I live on a small island and don’t have access to machine mud. 
before I go ahead and ship in bazookas etc I need to know if I can water down general purpose mud to use in the machines (level5 set probably). 
we can get cgc green lid multi purpose, cgc light and a variety of Honduran muds. 
any suggestions or help is appreciated.


----------



## gopherstateguy (Apr 8, 2012)

Any box or bucket mud will work fine with the machines. Use full weight all purpose or mud made for taping specifically when putting on tape.


----------



## Islandbuilder (6 mo ago)

That really helps me. Thanks.
Now to buy a set and start experimenting while trying to teach an alll Spanish crew


----------



## Mjaw (Nov 24, 2020)

Islandbuilder said:


> I live on a small island and don’t have access to machine mud.
> before I go ahead and ship in bazookas etc I need to know if I can water down general purpose mud to use in the machines (level5 set probably).
> we can get cgc green lid multi purpose, cgc light and a variety of Honduran muds.
> any suggestions or help is appreciated.

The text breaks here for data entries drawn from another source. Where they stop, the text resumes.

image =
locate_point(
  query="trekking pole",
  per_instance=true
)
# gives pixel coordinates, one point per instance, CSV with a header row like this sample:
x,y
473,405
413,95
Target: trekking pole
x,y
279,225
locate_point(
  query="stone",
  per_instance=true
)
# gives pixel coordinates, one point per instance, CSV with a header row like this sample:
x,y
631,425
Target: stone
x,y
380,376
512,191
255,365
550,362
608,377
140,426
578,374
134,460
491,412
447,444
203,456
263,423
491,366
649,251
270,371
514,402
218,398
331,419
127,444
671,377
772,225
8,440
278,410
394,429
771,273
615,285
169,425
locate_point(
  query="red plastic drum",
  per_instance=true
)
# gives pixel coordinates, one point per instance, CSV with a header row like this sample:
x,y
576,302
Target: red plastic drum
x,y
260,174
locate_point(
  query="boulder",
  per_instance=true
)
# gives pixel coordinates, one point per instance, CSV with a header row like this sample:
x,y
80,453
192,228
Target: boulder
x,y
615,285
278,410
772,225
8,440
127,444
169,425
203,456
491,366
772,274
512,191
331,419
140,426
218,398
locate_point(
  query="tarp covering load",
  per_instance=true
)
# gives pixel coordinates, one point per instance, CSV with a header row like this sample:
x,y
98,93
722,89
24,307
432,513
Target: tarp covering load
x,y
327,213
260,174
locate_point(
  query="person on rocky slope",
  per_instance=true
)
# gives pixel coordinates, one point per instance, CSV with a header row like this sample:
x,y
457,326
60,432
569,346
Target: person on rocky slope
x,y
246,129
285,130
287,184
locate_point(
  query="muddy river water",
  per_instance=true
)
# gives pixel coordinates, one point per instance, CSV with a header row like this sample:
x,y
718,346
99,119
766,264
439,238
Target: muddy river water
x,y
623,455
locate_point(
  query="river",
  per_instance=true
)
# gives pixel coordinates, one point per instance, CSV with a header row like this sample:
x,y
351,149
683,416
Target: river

Youll be fine with watered down all purpose on the Zook and light weight in the boxes


----------



## Mud_monkey (6 mo ago)

I always ran green lid (all purpose) in the tube and purple lid (midweight) compound in everything else. You can use any compound in them. If you are new to them columbia tools, drywall nation, tapetech drywall shorty and a few others have some great educational videos on them posted to youtube


----------



## Islandbuilder (6 mo ago)

Mud_monkey said:


> I always ran green lid (all purpose) in the tube and purple lid (midweight) compound in everything else. You can use any compound in them. If you are new to them columbia tools, drywall nation, tapetech drywall shorty and a few others have some great educational videos on them posted to youtube


The videos are really helpful considering I have only used pan and blades before. 
I am looking at a Level5 set. They seem to stand behind their product and have some nice sets that fit my budget. Any reason why I should consider another manufacturer?


----------



## Mud_monkey (6 mo ago)

I havnt had any issue with the newer level5. They work. In the past they had a lot of problemd but have gotten significantly better. That said they are a decent tool great to learn on and get started on a budget. At some point though once you are well established as a company you will want to upgrade.


----------



## Mjaw (Nov 24, 2020)

Mud_monkey said:


> I havnt had any issue with the newer level5. They work. In the past they had a lot of problemd but have gotten significantly better. That said they are a decent tool great to learn on and get started on a budget. At some point though once you are well established as a company you will want to upgrade.


Very little difference in brand of boxes, level5 👍stands behind product without question. My favorite box, i own 3 brands of boxes and have run most others.


----------